Texas State Senator, Democrat, 14th District - Travis County, Austin
Gonzalo Barrientos was born in Bastrop, Texas, and attended segregated schools for Mexican-Americans where he said he experienced racism. Inspired by John F. Kennedy and Lyndon B. Johnson, he ran for office in 1974 and won. He retired from the state senate in 2004 but is politically active.
“There is power in knowledge, in education. There is power in money, in making money and the things that you can buy with it. And then there is power in voting, because you can change the country and with that, sometimes you can change the world.”
Student/University of Texas at Austin
Jonathon David Orta grew up in the Dallas/Ft. Worth area and is studying Latin American Studies and International Relations. He voted for the first time in the 2008 presidential election when he was 18 years old.
“Voting, like it’s dangerous because the way it’s framed, it’s like it is the epitome of democracy in the United States where, in reality, it’s like the lowest form of participation you could possibly do.”
President, Hermanos de East Austin
José Velásquez started Hermanos de East Austin, a nonprofit that helps the Latino community engage in politics through voter registration drives and social events. Velásquez has been involved with politics since he was 15 years old, when his mother worked with retired state Sen. Gonzalo Barrientos and current Sen. Kirk Watson.
“The forgotten ones are the youth in East Austin. They’re the people that I grew up with. When you see most campaigns, like especially like the city council, they don’t go after every vote. They go after what they consider reliable voters, or people that have voted in the past or traditionally vote. These people are found on what is known as the VAN, the Voter Activation Network. So the forgotten ones, you know the way that I put it, are the people that no one tries to reach, that no one tries to go after because they are not considered reliable voters.”

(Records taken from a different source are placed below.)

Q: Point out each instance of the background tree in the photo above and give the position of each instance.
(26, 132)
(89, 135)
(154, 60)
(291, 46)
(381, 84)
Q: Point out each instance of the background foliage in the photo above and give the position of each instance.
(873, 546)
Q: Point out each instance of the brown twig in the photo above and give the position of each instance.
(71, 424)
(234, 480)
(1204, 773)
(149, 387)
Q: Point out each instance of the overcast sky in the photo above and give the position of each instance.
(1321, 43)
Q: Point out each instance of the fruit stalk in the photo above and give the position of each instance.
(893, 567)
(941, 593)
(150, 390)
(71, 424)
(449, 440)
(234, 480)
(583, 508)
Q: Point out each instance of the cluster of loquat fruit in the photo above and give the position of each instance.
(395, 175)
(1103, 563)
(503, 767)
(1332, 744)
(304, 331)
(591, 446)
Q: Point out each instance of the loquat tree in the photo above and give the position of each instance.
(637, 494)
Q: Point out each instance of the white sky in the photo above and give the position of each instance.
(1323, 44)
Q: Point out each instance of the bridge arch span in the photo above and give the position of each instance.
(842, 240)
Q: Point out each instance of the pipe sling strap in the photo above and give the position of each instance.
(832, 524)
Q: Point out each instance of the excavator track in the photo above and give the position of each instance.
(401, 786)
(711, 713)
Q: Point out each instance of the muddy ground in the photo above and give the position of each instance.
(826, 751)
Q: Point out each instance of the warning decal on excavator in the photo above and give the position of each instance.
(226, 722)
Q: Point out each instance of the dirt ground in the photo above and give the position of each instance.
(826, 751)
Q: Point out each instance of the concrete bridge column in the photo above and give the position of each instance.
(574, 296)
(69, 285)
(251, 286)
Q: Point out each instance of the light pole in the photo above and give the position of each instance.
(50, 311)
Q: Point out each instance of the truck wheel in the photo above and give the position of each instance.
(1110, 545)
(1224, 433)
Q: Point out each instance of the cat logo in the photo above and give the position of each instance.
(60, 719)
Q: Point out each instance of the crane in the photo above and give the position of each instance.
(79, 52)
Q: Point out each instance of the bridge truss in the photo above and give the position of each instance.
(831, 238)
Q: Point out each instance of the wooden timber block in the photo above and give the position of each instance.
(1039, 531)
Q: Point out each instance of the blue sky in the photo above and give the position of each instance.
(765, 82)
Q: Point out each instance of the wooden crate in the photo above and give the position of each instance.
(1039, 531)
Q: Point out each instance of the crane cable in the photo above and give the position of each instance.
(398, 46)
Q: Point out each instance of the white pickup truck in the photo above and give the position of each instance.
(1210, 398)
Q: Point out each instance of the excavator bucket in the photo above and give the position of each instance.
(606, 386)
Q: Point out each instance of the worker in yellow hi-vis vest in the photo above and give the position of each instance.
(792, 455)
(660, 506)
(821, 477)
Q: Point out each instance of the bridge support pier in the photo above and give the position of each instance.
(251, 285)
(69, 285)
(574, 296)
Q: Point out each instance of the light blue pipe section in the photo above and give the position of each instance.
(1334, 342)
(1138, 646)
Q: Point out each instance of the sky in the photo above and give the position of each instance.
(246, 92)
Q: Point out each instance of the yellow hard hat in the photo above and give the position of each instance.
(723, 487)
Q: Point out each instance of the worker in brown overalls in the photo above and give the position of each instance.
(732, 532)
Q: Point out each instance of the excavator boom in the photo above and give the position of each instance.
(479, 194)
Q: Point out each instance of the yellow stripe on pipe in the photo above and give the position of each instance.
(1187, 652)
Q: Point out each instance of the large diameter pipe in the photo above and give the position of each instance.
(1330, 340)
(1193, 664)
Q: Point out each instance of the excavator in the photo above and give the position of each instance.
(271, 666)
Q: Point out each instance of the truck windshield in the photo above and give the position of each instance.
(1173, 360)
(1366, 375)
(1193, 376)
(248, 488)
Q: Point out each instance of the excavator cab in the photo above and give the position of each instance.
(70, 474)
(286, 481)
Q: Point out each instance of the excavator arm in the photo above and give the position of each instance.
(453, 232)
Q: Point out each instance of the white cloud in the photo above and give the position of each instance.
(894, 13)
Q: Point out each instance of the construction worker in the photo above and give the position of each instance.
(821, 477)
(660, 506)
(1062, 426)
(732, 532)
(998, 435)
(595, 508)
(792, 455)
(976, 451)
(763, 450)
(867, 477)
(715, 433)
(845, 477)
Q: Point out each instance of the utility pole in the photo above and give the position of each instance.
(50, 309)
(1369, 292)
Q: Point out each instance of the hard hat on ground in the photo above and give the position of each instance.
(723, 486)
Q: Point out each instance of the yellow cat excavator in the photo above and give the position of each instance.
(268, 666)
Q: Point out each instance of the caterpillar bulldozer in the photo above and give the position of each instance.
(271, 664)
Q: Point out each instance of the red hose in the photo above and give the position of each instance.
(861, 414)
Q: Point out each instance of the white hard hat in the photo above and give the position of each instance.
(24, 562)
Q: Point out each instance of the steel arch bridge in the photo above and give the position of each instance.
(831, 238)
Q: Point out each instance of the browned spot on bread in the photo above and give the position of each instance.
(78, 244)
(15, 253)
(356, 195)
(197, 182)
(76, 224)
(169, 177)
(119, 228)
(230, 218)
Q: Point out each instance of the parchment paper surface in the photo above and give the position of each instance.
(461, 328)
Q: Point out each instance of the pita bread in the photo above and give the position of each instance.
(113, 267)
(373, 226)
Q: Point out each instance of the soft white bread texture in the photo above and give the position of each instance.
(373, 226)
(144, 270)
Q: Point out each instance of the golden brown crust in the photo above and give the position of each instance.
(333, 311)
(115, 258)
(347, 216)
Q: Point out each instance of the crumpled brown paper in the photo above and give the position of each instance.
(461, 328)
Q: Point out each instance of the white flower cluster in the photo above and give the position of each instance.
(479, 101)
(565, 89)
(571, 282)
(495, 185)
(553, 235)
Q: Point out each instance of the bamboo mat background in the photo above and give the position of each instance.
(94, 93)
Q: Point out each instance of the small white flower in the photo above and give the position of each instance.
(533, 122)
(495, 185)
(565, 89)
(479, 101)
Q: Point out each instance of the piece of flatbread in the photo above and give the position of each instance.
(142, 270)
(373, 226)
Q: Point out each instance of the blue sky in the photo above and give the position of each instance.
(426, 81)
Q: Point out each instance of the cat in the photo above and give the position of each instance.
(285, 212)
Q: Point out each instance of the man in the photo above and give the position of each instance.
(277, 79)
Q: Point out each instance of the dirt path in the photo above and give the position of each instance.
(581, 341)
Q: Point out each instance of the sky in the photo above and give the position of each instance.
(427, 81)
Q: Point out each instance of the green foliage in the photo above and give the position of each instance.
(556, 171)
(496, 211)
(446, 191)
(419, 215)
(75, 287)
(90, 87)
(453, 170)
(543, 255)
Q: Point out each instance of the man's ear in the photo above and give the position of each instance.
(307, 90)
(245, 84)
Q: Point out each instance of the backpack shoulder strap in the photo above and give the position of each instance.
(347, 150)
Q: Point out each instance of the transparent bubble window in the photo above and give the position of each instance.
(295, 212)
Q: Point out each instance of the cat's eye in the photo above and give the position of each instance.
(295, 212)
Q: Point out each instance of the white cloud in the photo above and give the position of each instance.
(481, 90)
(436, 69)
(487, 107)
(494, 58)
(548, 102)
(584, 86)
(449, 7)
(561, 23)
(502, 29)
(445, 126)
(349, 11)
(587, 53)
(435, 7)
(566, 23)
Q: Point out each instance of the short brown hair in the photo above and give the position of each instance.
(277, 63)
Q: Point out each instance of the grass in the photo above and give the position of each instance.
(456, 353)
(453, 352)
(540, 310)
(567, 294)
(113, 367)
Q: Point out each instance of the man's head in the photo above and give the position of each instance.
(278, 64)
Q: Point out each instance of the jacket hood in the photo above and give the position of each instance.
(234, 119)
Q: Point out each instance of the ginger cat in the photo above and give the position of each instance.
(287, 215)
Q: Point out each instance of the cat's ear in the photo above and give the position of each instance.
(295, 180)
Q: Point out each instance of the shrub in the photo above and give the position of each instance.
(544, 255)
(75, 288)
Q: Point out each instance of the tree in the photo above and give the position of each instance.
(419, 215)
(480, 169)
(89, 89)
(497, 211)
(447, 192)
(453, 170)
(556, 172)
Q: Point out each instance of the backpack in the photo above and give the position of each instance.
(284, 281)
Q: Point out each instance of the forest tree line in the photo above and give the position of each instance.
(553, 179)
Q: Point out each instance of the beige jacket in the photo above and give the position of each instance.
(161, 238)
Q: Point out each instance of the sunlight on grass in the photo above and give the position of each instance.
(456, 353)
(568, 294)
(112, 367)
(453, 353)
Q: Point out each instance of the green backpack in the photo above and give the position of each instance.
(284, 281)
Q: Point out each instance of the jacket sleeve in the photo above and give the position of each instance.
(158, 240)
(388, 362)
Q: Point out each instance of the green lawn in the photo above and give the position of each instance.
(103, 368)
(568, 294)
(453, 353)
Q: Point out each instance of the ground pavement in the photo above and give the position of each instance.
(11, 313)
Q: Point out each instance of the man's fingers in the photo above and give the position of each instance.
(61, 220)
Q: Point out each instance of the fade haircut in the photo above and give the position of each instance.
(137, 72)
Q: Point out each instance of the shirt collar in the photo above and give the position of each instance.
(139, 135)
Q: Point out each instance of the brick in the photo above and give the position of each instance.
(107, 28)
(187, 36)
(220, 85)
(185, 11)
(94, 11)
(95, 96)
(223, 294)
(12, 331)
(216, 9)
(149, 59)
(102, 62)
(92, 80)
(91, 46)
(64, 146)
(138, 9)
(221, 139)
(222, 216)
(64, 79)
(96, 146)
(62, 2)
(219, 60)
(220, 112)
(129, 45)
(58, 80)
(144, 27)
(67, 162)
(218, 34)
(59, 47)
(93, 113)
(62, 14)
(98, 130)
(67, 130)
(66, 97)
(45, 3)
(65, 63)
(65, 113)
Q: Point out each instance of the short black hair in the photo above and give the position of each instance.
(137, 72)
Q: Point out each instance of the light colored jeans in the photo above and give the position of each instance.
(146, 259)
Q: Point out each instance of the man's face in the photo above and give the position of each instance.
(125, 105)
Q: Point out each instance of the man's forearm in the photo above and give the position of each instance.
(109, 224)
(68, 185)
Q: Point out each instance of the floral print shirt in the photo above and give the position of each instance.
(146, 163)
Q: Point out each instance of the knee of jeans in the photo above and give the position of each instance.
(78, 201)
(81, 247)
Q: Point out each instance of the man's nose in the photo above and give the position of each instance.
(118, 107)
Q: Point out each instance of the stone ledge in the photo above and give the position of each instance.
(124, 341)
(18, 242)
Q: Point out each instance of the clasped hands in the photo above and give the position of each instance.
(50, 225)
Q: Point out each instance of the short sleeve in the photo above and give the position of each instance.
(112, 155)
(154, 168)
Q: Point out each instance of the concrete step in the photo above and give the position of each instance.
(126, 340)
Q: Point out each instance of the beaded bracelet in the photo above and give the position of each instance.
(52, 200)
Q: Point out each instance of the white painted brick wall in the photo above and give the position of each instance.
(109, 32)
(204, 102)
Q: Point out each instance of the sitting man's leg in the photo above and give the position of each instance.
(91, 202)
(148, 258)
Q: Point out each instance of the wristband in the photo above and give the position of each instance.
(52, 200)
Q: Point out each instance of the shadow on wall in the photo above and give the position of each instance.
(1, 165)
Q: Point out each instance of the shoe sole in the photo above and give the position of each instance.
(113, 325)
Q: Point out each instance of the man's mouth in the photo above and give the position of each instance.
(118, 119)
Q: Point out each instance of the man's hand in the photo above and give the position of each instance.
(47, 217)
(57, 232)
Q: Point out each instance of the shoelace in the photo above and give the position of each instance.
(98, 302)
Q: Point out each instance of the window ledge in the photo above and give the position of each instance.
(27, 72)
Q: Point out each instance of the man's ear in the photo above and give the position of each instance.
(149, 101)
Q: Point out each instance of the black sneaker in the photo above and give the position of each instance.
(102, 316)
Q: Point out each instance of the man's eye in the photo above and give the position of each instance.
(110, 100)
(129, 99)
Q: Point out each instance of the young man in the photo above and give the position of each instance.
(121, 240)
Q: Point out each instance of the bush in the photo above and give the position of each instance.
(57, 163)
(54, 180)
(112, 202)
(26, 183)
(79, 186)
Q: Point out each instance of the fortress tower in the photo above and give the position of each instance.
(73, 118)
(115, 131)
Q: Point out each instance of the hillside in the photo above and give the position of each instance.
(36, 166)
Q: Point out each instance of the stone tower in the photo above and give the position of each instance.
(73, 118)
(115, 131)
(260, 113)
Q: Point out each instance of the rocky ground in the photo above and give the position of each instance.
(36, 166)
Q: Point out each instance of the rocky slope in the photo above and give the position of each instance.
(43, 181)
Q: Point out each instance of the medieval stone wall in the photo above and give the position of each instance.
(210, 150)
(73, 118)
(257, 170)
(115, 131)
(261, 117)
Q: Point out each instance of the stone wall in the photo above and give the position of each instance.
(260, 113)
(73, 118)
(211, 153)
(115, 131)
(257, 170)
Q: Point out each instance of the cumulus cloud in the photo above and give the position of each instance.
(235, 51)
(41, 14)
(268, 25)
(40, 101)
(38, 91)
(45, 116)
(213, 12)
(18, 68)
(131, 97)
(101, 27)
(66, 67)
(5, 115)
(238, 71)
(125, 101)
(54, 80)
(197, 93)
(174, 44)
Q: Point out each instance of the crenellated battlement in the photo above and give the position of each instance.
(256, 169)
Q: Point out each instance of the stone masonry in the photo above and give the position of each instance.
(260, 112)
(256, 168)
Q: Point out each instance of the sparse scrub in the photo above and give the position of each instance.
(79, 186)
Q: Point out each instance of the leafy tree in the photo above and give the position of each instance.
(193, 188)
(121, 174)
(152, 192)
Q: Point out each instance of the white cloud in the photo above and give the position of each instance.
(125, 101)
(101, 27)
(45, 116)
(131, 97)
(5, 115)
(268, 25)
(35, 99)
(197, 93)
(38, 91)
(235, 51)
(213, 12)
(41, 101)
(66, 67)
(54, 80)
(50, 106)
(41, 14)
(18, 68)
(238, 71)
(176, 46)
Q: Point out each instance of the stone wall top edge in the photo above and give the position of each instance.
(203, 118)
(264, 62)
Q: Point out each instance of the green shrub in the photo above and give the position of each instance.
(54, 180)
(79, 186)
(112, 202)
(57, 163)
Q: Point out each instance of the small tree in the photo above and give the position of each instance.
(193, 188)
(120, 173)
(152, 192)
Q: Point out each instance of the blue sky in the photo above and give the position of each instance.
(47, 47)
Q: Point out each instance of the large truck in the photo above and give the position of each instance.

Healthy Living Coordinator/El Buen Samaritano Episcopal Mission
Juan Rosa was born in San Sebastian, San Vicente in El Salvador. He moved to California to escape the Salvadoran civil war. After struggling with unemployment, Rosa received his GED at the age of 45 and now works at El Buen Samaritano Episcopal Mission, a nonprofit outreach ministry helping Latinos with healthcare, education and economic-stability services.
“The American dream, we have to make it happen...if you have the opportunities, do it the right way, learn the language...and go out and vote whenever you have that citizenship. The right to vote, do it because I think we can be, you know, we can raise our voice that’s the only way they’ll be able to listen to the changes that we want to make.”
Supervisor of Packaging and Filling at Agilent Technologies
Maria Spencer was born in Chihuahua, Mexico, and immigrated to America when she was 15 years old. Spencer became a United States citizen in 2006 and immediately registered to vote. Spencer is thankful to live in the U.S. despite losing her home in the 2011 Bastrop wildfires, the biggest in Texas history.
“The first time that I voted, that was a really good and exciting experience for a person that came from Mexico and to do that, be able to do that is something really good...I felt very connected with a country that opened the doors for me 35 years ago...I am blessed to go and vote for somebody, but what about the ones that don’t have the right to express their opinion?”
Political Activist/ Brisa Communications
Paul Saldaña, a native of Austin, has been involved in public policy issues for almost 25 years. Austin’s only Latino mayor, Gus Garcia, was Saldana’s mentor and inspired him to get involved with public policy while serving the Latino community.
“There’s a clear difference in the number of older Latinos versus younger Latinos that are voting. I think that’s part of the challenge for the Latino community, especially for our younger generation is breaking the cycle that has been passed on from generation to generation. That civic duty needs to be part of our cultural values that we embrace and voting needs to be a priority.”
20-year United States Air Force veteran
Plácido Salazar was born in Edcouch, Texas, and joined the United States Air Force after high school, serving in the Vietnam War. He retired from Randolph Air Force base after 20 years. Salazar is a civil rights advocate for veterans, highlighting issues such as Agent Orange and the Texas Voter ID Bill.
“I heard about the plan to introduce a voter ID measure...and my immediate reaction was shock...we have a saying in the military, ‘Why fix it if it ain’t broke?’...To me, disenfranchising one single American is wrong. Again, because American warriors, American soldiers, have laid our lives on the line for the right of people in other countries to vote. So to disenfranchise one of our own people right here in our country, it’s totally, totally wrong.”
Austin Community Activist/ Campaign worker
Rachael Torres grew up in East Austin where she witnessed an influx of non-Latinos into the predominantly Latino neighborhood. Voting is important to Torres who recalls her grandmother walking up to a mile to pay a poll tax to vote.
“Voting means to me, well as an American, that I have that right. As a woman, that I have that right. I know that there are lots of countries that women can’t do a lot of things and voting is one of them…people fought for that right and if we don’t use it, it was all for naught.”